Label Layout

Laying out the names of cities and towns so that they do not overlap on geographic maps can be an arduous task. This job has been traditionally performed by hand, by moving text on paper or, more recently, by typing letters on computer screens. Prompted by the needs of geographic information systems (GIS), cartographers and computer scientists have investigated automating the layout task. Like many interesting algorithms in computer science, automated label layout is NP-hard.

NP-hard describes a class of algorithms that require more than polynomial time to reach a solution. Proving label layout is NP-hard is beyond the scope of this note, but we can get an idea by counting combinations. Imagine a simple layout of labels around three points. Assume each point has four possible locations to put a label:

label positions

To layout labels, we need to try combinations of label locations in order to avoid collisions. Here is one example of colliding labels:

label collisions

To avoid collisions, we must check all four potential label locations around each point. With three points, that means (worst case) 4 x 4 x 4 = 64 possible locations. And for n points, that means 4ⁿ possible combinations. We denote the order of magnitude of this calculation as O(kⁿ).

The expression n⁴ is a polynomial function of n, but 4ⁿ is an exponential function of n. Here is a graph of both functions:

exponential and power functions

Clearly, O(kⁿ) is going to keep us waiting a long time if n gets large. If we had only 50 points, and each check took us one nanosecond, it would take us over a trillion years to find a solution. We would like to find an algorithm that requires fewer steps.

First of all, if there exists a non-overlapping layout for a given set of points, it would be easy to verify that a layout algorithm has reached a solution (assuming we don't care if a text box occludes a point). Simply visit all pairs of text boxes and examine whether any two boxes overlap. This verification requires n²/2 steps, or O(n²). Checking for a non-overlapping solution can thus be done in polynomial time. However, if we consider the general problem of finding the best possible layout for a set of points and labels (a minimum number of overlaps), we cannot verify if a solution is the best possible unless we compare it with all other solutions. This makes the general labeling problem NP-hard, worse than polynomial because it is O(kⁿ).

There are practical alternatives to exhaustive search. One is to use heuristics, or ad hoc methods that are tailored to approach a satisfactory solution, if not the best. Another method is to construct a badness-of-fit measure (e.g., the total number of overlaps) and try to minimize it using optimization methods. If we are willing to give up the goal of guaranteeing a global optimization, we can search the solution space for points that yield substantial improvements from a random assignment of labels.
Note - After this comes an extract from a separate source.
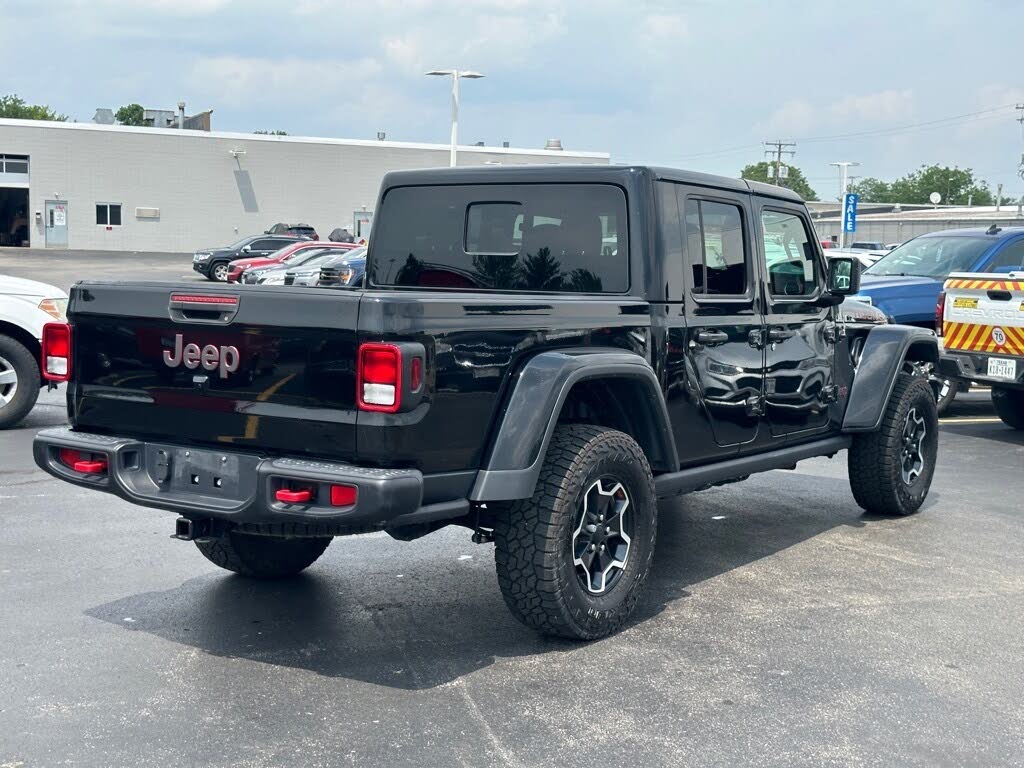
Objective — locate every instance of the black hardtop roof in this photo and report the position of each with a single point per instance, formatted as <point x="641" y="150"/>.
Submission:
<point x="578" y="173"/>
A particularly effective method is called simulated annealing. This method is patterned after a physical model - the annealing of a sword or other piece of metal. We decrease temperature in stages and do random searches within stages to try to improve our objective function (badness-of-fit). Although we always accept search states which lead to improvement in the objective function, we are more willing to accept temporary setbacks at higher temperatures. In other words, we are more willing to take one step backward (in the hopes of taking two steps forward) when we are in the early stages of our computations. Later, as we approach the best solution we can find, we become more restrictive in accepting setbacks. More precisely, our propensity to accept a setback decreases exponentially with temperature.
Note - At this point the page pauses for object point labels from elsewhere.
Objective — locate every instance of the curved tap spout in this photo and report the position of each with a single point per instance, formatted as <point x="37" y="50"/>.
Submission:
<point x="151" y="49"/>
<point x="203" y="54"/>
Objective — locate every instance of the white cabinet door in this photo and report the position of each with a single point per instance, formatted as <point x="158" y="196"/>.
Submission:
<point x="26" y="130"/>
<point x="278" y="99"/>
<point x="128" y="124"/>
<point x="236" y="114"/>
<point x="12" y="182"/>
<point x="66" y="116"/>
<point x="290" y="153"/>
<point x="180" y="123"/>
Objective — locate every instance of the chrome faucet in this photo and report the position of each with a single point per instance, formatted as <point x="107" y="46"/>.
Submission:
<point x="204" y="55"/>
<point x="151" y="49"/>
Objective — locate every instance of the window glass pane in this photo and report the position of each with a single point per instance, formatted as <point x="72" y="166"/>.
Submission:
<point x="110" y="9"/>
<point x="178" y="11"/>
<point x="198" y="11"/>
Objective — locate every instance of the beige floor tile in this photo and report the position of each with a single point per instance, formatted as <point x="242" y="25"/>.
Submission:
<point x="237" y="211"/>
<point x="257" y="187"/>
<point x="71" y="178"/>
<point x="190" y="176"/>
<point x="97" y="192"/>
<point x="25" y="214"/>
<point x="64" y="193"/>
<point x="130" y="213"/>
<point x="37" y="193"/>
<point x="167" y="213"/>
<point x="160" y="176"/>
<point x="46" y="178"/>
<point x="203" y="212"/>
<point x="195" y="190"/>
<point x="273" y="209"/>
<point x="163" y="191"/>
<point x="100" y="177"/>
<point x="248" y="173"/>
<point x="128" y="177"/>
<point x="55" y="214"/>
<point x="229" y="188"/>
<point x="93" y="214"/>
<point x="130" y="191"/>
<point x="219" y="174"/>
The annealing method works surprisingly well with apparently intractible NP-hard optimization problems. Unlike gradient-based search methods, it is willing to look farther afield in trying possible candidates for a solution. You can read more about simulated annealing elsewhere and in the reference below. Try pressing the Reset button above several times. Notice the behavior of labels on the edge of the frame. It takes a while for the algorithm to notice them, but eventually, with reasonable probability (set by the parameters) they are moved inside the frame. The example above contains 100 points. If we aren't too fussy, there isn't an English word for counting how many years we can save (well, about half a googol, actually).
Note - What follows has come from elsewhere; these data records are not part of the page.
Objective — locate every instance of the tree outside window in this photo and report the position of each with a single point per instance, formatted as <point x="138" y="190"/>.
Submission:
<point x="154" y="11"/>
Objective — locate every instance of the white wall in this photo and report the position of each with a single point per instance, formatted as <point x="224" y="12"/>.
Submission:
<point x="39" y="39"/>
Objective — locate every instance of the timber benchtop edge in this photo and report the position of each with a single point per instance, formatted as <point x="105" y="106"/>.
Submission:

One more thing. The default annealing algorithm involves randomly choosing a rectangle and checking all other rectangles for overlaps. Instead of fruitlessly examining rectangles at opposite sides of the field, however, we can save time by looking only in a reasonable neighborhood of a rectangle for others that might collide. This cuts the solution time at least in half. This strategy is included in the applet above.

References

Christensen, J., Marks, J., and Shieber, S. (1995). An empirical study of algorithms for point-feature label placement. ACM Transactions on Graphics (TOG), 14, 203-232.